Ethereum Shorts Spike 40%—Will ETH Crash Below Key Support?

  • Ethereum (ETH) has recorded its largest bearish bet in history as traders increased short positions by 500% since November 2024. 
  • An analyst believes that the ETH price could reach $10k this season and labels this position as a “programmed milestone.”

Ethereum’s (ETH) effort to break out of the upper boundary of the $3000 and the $2400 range was severely intercepted by the broad market liquidation, forcing the asset to make a to-and-fro movement with a 24-hour support range of $2,520 and $2,673.

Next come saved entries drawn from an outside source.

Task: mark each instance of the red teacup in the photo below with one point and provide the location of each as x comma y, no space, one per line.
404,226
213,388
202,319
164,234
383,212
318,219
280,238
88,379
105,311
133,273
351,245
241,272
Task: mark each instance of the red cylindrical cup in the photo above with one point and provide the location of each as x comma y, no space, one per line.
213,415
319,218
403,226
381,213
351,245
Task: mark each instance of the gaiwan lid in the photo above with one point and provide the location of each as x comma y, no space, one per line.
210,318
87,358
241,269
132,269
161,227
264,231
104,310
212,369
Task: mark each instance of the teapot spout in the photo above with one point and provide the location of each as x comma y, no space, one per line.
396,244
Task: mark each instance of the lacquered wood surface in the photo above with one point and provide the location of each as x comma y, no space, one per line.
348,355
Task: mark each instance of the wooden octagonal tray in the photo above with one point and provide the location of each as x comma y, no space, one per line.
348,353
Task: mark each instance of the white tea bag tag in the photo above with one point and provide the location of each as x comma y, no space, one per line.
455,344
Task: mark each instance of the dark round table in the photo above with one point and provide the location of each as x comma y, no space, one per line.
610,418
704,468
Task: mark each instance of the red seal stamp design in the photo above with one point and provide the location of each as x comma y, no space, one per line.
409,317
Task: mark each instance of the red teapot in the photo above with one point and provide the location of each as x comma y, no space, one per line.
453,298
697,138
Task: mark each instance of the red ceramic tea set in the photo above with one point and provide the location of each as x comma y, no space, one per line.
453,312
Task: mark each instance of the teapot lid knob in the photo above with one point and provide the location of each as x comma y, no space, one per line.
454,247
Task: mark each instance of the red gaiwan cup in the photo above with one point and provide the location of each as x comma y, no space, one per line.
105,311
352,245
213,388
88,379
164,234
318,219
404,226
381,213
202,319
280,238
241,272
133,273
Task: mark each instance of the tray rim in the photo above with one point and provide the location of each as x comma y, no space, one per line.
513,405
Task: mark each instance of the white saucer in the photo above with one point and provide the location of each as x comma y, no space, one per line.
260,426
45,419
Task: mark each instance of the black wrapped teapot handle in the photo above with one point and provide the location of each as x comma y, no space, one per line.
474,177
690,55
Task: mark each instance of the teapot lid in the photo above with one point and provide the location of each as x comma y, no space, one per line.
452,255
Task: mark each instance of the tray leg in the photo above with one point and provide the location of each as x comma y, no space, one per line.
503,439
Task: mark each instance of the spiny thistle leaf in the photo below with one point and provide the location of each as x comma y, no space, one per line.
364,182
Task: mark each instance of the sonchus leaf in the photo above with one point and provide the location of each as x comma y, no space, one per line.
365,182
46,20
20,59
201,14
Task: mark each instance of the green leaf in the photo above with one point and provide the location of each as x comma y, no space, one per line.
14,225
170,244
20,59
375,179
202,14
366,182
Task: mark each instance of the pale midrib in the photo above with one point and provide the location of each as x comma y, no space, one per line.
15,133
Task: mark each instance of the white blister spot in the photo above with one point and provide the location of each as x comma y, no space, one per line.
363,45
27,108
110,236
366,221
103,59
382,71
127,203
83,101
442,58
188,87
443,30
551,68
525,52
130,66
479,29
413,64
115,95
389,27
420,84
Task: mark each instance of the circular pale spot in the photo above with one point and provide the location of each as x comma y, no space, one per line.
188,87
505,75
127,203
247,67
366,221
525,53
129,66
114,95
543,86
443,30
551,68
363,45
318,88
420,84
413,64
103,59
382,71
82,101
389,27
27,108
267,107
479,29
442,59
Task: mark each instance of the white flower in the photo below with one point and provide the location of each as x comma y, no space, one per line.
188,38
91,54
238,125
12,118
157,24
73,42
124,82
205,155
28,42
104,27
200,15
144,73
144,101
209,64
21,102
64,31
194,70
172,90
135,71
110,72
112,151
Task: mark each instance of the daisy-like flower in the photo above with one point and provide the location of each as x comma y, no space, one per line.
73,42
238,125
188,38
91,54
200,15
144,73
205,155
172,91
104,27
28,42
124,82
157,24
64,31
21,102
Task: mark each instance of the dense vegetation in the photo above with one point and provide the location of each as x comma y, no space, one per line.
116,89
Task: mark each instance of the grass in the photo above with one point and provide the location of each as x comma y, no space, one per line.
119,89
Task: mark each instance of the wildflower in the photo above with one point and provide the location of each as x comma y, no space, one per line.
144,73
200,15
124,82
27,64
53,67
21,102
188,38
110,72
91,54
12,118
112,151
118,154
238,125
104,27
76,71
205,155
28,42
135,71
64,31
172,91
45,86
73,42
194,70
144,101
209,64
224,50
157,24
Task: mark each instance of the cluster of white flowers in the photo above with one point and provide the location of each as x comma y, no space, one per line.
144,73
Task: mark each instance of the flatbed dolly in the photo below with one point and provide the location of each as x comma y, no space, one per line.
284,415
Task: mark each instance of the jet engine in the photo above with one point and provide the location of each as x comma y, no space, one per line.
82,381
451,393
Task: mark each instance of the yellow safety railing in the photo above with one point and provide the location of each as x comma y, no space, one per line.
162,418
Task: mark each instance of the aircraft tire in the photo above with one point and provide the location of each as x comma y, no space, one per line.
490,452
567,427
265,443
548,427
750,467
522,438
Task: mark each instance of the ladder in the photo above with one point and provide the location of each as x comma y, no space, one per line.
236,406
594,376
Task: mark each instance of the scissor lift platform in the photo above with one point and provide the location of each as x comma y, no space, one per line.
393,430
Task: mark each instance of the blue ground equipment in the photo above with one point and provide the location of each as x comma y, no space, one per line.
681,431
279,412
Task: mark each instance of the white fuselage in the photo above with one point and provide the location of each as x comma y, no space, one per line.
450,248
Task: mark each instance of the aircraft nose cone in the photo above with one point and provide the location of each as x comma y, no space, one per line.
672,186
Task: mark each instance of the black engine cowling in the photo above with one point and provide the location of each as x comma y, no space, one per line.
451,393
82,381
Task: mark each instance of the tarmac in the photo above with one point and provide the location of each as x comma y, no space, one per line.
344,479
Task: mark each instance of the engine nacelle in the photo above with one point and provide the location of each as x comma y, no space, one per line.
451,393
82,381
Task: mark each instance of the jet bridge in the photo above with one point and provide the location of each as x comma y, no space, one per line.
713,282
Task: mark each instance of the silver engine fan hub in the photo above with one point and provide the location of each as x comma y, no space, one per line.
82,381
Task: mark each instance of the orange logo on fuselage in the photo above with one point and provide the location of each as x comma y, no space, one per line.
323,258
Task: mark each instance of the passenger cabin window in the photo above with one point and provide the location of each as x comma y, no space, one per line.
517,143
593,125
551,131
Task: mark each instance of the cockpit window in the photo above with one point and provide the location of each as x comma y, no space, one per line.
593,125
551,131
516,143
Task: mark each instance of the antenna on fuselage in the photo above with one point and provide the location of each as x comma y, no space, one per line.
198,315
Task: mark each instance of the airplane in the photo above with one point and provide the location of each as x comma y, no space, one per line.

At press time, the asset had declined by 0.68% in the last 24 hours, trading at $2,647 with a market dominance of 10%. The daily liquidation had also increased to $44.65 million, out of which $30 million was in long liquidation, per Coinglass data. However, the 24-hour trading volume remains 19.3% up as $19.66 billion changes hands.

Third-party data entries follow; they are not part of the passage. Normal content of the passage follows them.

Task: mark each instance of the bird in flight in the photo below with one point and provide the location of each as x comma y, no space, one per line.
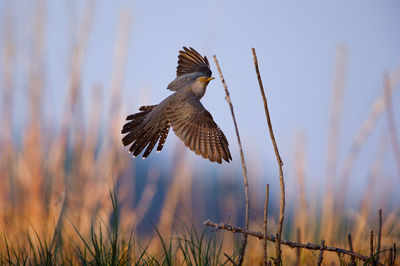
182,111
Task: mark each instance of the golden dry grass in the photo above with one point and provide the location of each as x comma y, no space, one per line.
53,178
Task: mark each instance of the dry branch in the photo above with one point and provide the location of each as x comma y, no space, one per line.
265,224
321,253
353,260
279,160
272,238
387,88
245,180
379,235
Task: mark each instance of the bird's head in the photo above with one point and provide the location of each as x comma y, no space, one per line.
205,79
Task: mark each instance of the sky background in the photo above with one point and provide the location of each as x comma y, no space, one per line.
296,44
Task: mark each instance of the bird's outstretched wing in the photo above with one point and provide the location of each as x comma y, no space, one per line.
190,61
194,125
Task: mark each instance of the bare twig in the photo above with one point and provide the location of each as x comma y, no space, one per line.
265,224
371,244
391,121
379,235
298,251
245,180
353,260
230,259
328,223
321,253
394,253
362,135
272,238
278,158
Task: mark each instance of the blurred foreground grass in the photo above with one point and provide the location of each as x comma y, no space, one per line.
54,182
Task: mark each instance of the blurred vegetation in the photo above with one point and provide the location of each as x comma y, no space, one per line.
55,200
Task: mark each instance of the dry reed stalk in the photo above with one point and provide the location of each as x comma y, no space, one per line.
31,187
298,251
353,259
174,197
365,205
371,245
379,235
387,86
321,253
111,161
245,179
302,213
328,221
130,217
7,154
230,259
265,224
361,137
64,183
309,246
279,160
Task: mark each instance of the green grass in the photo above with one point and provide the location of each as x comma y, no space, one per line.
106,245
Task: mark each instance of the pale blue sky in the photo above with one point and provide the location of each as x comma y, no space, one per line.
296,46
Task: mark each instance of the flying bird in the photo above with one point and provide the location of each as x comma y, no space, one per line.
182,111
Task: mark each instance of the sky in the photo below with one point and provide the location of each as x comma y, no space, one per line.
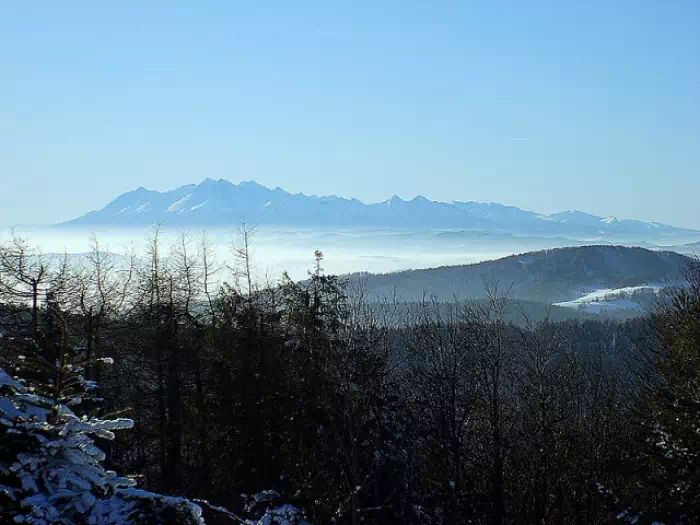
546,105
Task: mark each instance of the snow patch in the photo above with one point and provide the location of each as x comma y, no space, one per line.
197,206
178,204
143,207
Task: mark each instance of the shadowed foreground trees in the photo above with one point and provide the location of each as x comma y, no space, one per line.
358,413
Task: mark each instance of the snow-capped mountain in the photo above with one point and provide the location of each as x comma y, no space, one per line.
222,203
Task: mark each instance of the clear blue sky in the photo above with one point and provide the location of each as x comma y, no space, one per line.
362,99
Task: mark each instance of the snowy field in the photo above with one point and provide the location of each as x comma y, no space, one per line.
609,299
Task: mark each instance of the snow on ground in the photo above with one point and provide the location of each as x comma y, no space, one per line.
608,299
178,204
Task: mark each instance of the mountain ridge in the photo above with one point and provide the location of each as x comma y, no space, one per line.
223,203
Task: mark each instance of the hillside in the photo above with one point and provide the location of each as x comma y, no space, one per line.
547,276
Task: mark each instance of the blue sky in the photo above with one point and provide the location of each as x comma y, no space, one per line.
545,105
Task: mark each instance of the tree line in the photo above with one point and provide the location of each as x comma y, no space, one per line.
357,412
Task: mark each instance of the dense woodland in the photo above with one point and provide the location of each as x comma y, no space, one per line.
352,411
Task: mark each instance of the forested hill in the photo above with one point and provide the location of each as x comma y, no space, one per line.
545,276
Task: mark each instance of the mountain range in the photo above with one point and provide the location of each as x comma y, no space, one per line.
217,203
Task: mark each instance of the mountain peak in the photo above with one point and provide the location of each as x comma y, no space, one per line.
222,203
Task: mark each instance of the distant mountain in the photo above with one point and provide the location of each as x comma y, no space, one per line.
549,276
221,203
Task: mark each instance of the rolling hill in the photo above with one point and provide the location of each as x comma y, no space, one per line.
548,276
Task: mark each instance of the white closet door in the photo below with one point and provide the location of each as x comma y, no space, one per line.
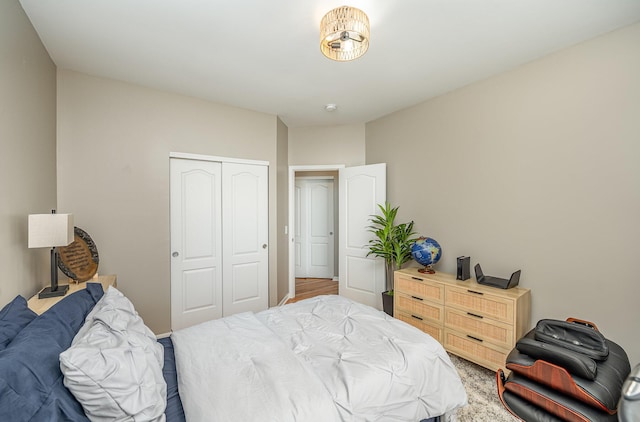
362,278
245,234
196,273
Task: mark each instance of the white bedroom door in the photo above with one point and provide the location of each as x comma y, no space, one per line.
245,233
362,188
314,231
196,242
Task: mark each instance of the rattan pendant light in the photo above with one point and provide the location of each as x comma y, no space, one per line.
344,34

Current Traders’ Sentiment

Taking a critical look at the ETH’s price and the trader’s current behaviour, we found a very interesting relationship as the short positions of the asset have significantly increased by 40% in the last seven days. This has extended traders’ short positions by a whopping 500% since November 2024. According to data, this is the largest bearish bet on ETH in history. This also puts the asset in a “make or break “ situation. A similar occurrence on February 2 saw the assets decline by 37%.

ETHETH
Source: Zero Hedge

Subjecting ETH to critical analysis, a renowned crypto analyst, Ali Martinez, disclosed that ETH’s most crucial support level could be found at $2,600. Per his observation, a perfect hold above this position could lead to a sharp turn of sentiment and a subsequent rebound to $3000 and $4000. As highlighted in our previous article, Martinez believes that ETH stands a good chance of hitting $7000 in the bull run.

ETHETH
Source: Ali Martinez

Analysts Speak on Ethereum (ETH)

According to Tron founder Justin Sun, ETH could only rise to a significant margin when the Ethereum Foundation implements three crucial strategies. As detailed in our last news piece, Sun suggests that a tax be introduced on the Layer 2 solutions to raise $5 billion annually for ETH repurchase and token burn.

For crypto analyst Ted Pillows, the current market situation is not anything new, as the asset is merely rhyming the 2020 move. According to him, ETH recorded a similar capitulation before embarking on its biggest move to an all-time high price at that time. Recounting some of the attacks on the asset, Ted Pillows highlighted that many labeled ETH as finished.

Aligning this with the current cycle, the analyst believes that the asset could hit $10k this cycle. According to him, this is a “programmed milestone,” and the 90% decline in gas fees could be a main catalyst. Another analyst called Titan of Crypto also believes that the current ETH cycle has a striking resemblance to the third cycle of Bitcoin.

In his post, this analyst pointed out that Bitcoin consolidated within a symmetrical triangle before breaking out to a significant level. Currently, ETH is facing a crucial resistance level at $3000. Failure to break above this level could lead to an extended consolidation.

In a recent update, we also examined the decoupling nature between Bitcoin and Ethereum, creating a blurry picture of the future price of the latter. According to LookOnChain data, ETH has recently traded lower than the subsequent events when Bitcoin reclaimed the $100k territory. Fascinatingly, others also believe that this situation could prevent the occurrence of the much-anticipated altseason.